The answer to all of these in my mind is hell no! As I approach the age of 75, I realize that age is truly only a number. Dammit, I will be as old as I feel. I will act and feel younger and I will continue to do so until I take my last dying breath.

In terms of my appearance I will take care of myself to the best of my ability by working out and eating right and doing anything else I can to maintain my appearance and to fight the ravages of aging. As I get older I work out more, not less, in order to maintain my level of strength and vitality. I’ll also surround myself with people who do not think about old age, but only think about living life to its fullest.

If towards the end of my life my voice becomes thin and papery that will be okay, because I’ll be glad to be alive with a thin papery voice instead of dead with no voice. I will not go gently into the night.
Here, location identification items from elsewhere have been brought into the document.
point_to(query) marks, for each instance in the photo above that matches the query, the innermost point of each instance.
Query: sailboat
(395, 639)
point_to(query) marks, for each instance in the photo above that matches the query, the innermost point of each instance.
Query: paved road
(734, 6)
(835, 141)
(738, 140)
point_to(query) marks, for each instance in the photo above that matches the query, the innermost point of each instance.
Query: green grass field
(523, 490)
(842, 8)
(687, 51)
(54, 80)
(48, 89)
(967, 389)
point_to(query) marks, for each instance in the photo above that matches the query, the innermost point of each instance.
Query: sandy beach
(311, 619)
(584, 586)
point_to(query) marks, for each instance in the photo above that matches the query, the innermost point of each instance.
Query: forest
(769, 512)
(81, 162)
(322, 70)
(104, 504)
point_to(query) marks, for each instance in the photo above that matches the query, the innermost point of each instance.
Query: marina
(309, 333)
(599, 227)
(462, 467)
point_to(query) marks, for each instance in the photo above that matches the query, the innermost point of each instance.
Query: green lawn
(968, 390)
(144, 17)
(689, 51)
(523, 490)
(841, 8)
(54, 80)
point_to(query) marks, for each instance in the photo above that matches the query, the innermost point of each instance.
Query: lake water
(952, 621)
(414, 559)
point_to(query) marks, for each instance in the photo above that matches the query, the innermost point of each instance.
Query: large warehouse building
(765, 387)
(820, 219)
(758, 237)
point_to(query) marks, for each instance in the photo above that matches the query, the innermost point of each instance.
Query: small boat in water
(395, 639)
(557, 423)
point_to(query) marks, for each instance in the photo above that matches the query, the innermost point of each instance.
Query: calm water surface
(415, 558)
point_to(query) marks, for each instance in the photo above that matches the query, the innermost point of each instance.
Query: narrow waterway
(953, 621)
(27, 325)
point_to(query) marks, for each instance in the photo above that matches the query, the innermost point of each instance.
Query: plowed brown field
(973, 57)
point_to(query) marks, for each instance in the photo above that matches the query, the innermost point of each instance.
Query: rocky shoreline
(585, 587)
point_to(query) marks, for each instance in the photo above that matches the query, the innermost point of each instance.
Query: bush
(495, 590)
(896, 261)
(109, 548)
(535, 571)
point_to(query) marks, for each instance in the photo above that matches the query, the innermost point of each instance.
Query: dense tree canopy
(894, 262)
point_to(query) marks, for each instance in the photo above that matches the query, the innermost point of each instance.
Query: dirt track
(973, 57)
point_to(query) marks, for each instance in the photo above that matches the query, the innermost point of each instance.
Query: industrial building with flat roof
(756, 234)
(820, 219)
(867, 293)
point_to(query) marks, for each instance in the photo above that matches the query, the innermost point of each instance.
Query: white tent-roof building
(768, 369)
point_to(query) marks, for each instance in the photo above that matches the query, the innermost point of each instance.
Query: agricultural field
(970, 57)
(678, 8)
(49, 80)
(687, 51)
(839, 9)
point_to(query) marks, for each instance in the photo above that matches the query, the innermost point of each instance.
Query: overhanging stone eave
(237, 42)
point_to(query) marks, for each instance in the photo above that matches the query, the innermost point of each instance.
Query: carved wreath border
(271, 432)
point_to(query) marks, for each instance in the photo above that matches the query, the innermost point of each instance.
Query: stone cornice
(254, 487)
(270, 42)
So why do I bring this up? I think that as men we tend to age less gracefully — because aging is a threat to our masculine vitality, strength and ego. I think most women handle aging in a much more graceful way. Maybe that is why they live longer.

So I just want you to consider that you don’t have to give in to aging. You don’t have to think you are old, you don’t have to act old, you don’t have to be old and fading. You can fight it on all fronts, but more importantly, you can change the way that you think about age, because it is, after all just a number.